In der vergangenen Woche wurde in jeder Nachrichtensendung, in allen Zeitungen und Zeitschriften berichtet, dass in 2022, also im vergangenen Jahr, 522 821 Menschen aus der katholischen Kirche in Deutschland ausgetreten seien. Jahr 2021 kehrten 359 338 Katholiken der Kirche den Rücken zu. In Bayern fiel die Zahl der Kirchenmitglieder damit erstmals unter sechs Millionen.
Im gleichen Zeitraum, also in 2022, sind fast 400 000 Menschen aus der evangelischen Kirche ausgetreten im Jahr 2021 waren es knapp 300 000.
Somit gehört nicht einmal mehr die Hälfte der in Deutschland wohnhaften Menschen zu einer beiden christlichen Kirchen. Und das hat auf Dauer massive Auswirkungen auf das gesellschaftliche Leben in unserem Land.
Viele sind jetzt bemüht, Gründe für die Erosion der Kirche in Deutschland zu benennen. Der unsägliche Missbrauchsskandal wird genannt, die kontroversen Diskussionen um Reformen in der Kirche, das Für und Wider des sogenannten synodalen Wegs, die Frage der Weihe von Frauen zu kirchlichen Ämtern usw. All das spielt sicher zu einem gewissen Anteil mit.

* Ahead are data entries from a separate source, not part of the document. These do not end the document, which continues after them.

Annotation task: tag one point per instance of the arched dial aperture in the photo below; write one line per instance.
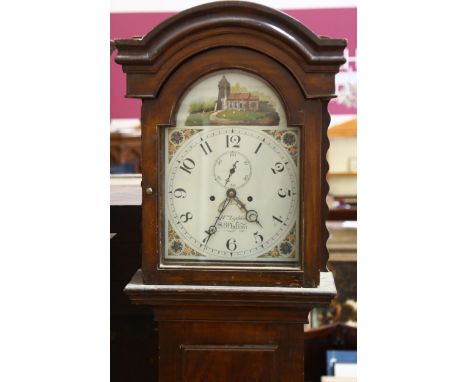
(232, 193)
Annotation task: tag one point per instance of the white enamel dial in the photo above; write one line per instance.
(231, 194)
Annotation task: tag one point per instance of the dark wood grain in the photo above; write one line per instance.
(231, 326)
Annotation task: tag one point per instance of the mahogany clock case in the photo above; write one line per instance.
(297, 65)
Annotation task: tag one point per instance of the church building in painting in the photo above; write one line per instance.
(234, 101)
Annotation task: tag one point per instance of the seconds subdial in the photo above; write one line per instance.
(232, 169)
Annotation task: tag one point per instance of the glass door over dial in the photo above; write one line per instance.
(232, 186)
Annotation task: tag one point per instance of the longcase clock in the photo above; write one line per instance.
(234, 139)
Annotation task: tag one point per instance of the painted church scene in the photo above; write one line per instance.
(234, 105)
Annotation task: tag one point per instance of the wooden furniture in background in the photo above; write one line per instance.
(126, 149)
(345, 129)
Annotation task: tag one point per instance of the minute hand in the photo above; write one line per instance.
(212, 229)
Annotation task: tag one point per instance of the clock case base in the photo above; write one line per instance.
(224, 333)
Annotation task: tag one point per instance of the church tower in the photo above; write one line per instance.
(224, 90)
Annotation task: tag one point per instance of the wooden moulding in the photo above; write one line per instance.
(230, 303)
(297, 64)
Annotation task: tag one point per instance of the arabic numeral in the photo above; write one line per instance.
(180, 193)
(231, 244)
(232, 141)
(258, 238)
(187, 165)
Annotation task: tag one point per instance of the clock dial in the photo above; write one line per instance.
(232, 194)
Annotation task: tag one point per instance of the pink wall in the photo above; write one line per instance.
(338, 23)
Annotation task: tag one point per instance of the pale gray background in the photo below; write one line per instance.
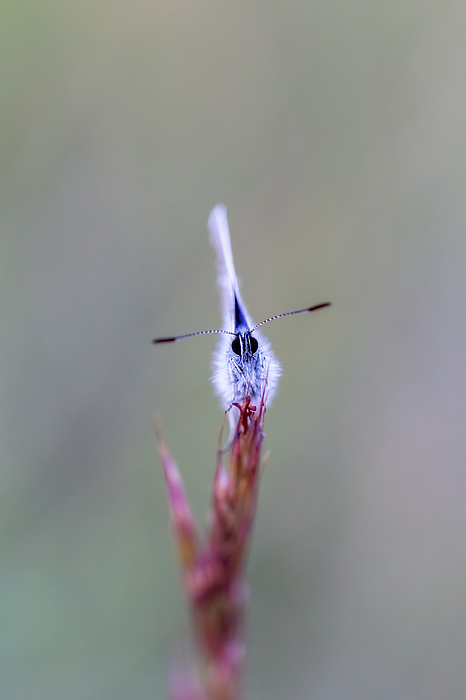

Für mich aber liegt der Hauptgrund für die allermeisten Austrittserklärungen in dem jahrzehntelangen Versäumnis der persönlichen Sorge um die Menschen. Wer irgendwann vor den Kopf gestoßen wurde bei der Suche nach einem passenden Termin für eine Taufe, eine Trauung, eine Beerdigung, wer vergeblich nach der Begleitung beim Sterben eines Angehörigen gesucht hat, für den sind die aktuellen Ereignisse allenfalls der letzte Tropfen, der das Fass zum Überlaufen brachte. Deshalb wurde nun der Austritt vollzogen.

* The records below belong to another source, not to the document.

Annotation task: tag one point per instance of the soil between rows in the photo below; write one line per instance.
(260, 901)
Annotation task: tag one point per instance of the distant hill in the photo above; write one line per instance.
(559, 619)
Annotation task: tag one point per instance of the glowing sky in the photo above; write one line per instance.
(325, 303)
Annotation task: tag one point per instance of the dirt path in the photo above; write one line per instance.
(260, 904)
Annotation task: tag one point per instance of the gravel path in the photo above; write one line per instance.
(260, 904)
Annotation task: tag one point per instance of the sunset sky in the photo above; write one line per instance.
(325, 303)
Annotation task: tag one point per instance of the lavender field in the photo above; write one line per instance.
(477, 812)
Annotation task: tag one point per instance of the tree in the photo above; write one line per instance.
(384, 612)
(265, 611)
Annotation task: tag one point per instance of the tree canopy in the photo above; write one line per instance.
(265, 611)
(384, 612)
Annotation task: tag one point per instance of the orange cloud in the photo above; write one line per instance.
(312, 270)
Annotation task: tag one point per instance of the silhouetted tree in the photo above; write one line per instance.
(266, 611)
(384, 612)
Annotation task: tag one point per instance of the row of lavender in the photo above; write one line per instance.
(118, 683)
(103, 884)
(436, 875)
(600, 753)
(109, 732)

Bei dem auch durch die Medien stark gepushten Synodalen Weg geht es vorwiegend um Ämter, Macht, Kontrolle, zwar auch um das Thema Frauen, im Wesentlichen aber um Strukturen und Organisation. Damit aber wird noch längst nicht der eigentliche Auftrag der Kirche deutlich, nämlich ihre Sendung zu den Menschen, die Sorge um Alt und Jung, ob arm oder reich, auf ihrem Weg durchs Leben mit all seinem Auf und Ab.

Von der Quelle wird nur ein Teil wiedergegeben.